Journalists Learn to Vibe Code: Hard Fork's Show and Tell
The Claude Code viral moment isn't just about engineers anymore. On this week's episode of Hard Fork, the New York Times tech podcast, hosts Kevin Roose and Casey Newton devoted a segment to showing off what they built over the holiday break using Claude Code. Neither is a professional programmer. Both came away impressed—and a little unsettled.
This matters because when tech journalists start building functional apps in hours instead of just writing about them, we're watching the "vibe coding" phenomenon spread beyond Silicon Valley into the mainstream.
What They Built
Casey Newton, who writes the Platformer newsletter, built a complete personal website in about an hour. Not a template. A custom site with animated loading screens, live feeds pulling his recent articles and podcast episodes, a working email subscription box, and his Bluesky posts. He canceled his $200-a-year Squarespace subscription and now hosts it for free.
"We are now back, Kevin, to the beautiful beginning where it is just fun to make websites again. You can do whatever you want on the web. And all you have to do is type what you want into a box. Are you kidding me? I am so happy about this."
— Casey Newton, Hard Fork (January 9, 2026)
Kevin Roose rebuilt his own website in 20 minutes, complete with an Easter egg that turns the page into a 1990s Geocities nightmare on command. But his more ambitious project was a full clone of Pocket, the read-it-later app that Mozilla discontinued. His version—which he built in about two hours—has a Chrome extension, a mobile app, Kindle highlights sync, and text-to-speech for articles. Just this morning, he said on the show, he asked Claude to add the text-to-speech feature, and five minutes later it was working.
The Non-Coder Perspective
What makes this segment striking is how explicitly Newton and Roose position themselves as outsiders to programming. Newton describes himself as "not a technical person" who spent decades struggling with website building. Roose admits he doesn't know how to build things. Yet both produced functional, polished-looking software.

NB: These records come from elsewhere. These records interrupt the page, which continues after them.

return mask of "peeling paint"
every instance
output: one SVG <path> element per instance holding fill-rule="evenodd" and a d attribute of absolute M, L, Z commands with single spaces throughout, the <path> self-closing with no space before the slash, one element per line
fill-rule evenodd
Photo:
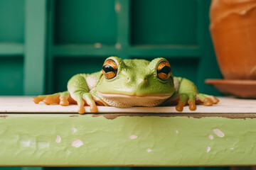
<path fill-rule="evenodd" d="M 38 142 L 37 146 L 39 149 L 46 149 L 49 147 L 50 143 L 48 142 Z"/>
<path fill-rule="evenodd" d="M 218 137 L 223 137 L 225 136 L 224 133 L 219 129 L 214 129 L 213 131 Z"/>
<path fill-rule="evenodd" d="M 207 153 L 209 152 L 210 150 L 210 147 L 208 146 L 208 147 L 206 147 L 206 152 L 207 152 Z"/>
<path fill-rule="evenodd" d="M 80 147 L 80 146 L 83 145 L 83 142 L 80 140 L 75 140 L 72 142 L 71 146 L 75 147 Z"/>
<path fill-rule="evenodd" d="M 209 135 L 209 139 L 210 139 L 210 140 L 213 140 L 213 135 Z"/>
<path fill-rule="evenodd" d="M 57 135 L 57 138 L 55 141 L 57 143 L 60 143 L 61 142 L 61 138 L 59 135 Z"/>
<path fill-rule="evenodd" d="M 23 147 L 30 147 L 31 145 L 31 141 L 30 140 L 21 140 L 20 142 L 20 144 L 23 146 Z"/>
<path fill-rule="evenodd" d="M 138 137 L 137 136 L 137 135 L 131 135 L 130 136 L 130 139 L 131 140 L 134 140 L 134 139 L 136 139 L 136 138 L 137 138 Z"/>

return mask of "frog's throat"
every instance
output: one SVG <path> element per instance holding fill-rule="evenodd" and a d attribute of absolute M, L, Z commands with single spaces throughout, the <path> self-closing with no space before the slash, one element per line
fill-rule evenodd
<path fill-rule="evenodd" d="M 164 103 L 172 94 L 156 96 L 128 96 L 124 94 L 103 94 L 97 91 L 98 96 L 110 106 L 129 108 L 132 106 L 156 106 Z"/>

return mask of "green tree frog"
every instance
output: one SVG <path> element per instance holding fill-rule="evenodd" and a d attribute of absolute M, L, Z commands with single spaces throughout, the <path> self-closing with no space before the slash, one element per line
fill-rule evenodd
<path fill-rule="evenodd" d="M 38 96 L 33 101 L 43 101 L 47 105 L 75 103 L 78 113 L 83 114 L 85 104 L 90 106 L 92 113 L 97 112 L 96 103 L 118 108 L 174 103 L 176 109 L 182 111 L 187 103 L 189 109 L 194 110 L 196 101 L 212 106 L 219 101 L 213 96 L 198 94 L 191 81 L 174 76 L 170 64 L 164 58 L 149 62 L 110 57 L 102 71 L 73 76 L 68 82 L 67 91 Z"/>

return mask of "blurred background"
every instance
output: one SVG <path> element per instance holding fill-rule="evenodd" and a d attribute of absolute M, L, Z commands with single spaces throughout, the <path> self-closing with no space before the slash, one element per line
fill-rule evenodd
<path fill-rule="evenodd" d="M 66 90 L 106 57 L 166 57 L 174 76 L 219 96 L 210 0 L 0 0 L 0 95 Z"/>

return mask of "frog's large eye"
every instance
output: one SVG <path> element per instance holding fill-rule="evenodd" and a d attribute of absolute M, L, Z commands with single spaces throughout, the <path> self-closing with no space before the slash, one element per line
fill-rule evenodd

Newton compared the feeling to being Neo in The Matrix—suddenly upgraded, suddenly capable of things that were impossible before. But he noted that his boyfriend, who works at Anthropic, offered a different perspective: imagine how it feels if you're a software engineer watching this happen. The technology that gives one person superpowers may feel threatening to another.
Why This Matters
When we covered the Google engineer's viral tweet about Claude Code, we noted that the shift happening in software development will likely spread to other fields. Hard Fork's vibe coding segment is evidence of that spread in real time. Two journalists with no coding background are now building tools they actually use—not demos, not experiments, but software they've integrated into their daily workflows.
The barriers are falling fast. Newton explicitly tied this to the future of the web itself: if people can make websites for fun again, maybe that's part of how we rescue the internet from becoming nothing but AI slop and corporate platforms. Or maybe these same tools will make deception and manipulation easier than ever. On the same episode, Newton described catching someone using AI to fabricate documents for a fake corporate whistleblower story—a reminder that these capabilities cut both ways.
What to Watch
Pay attention to who starts building. If journalists can do this, so can teachers, researchers, small business owners, artists, and students. The question is no longer whether AI will change knowledge work but how quickly the change will spread and who will be empowered—or displaced—as it does.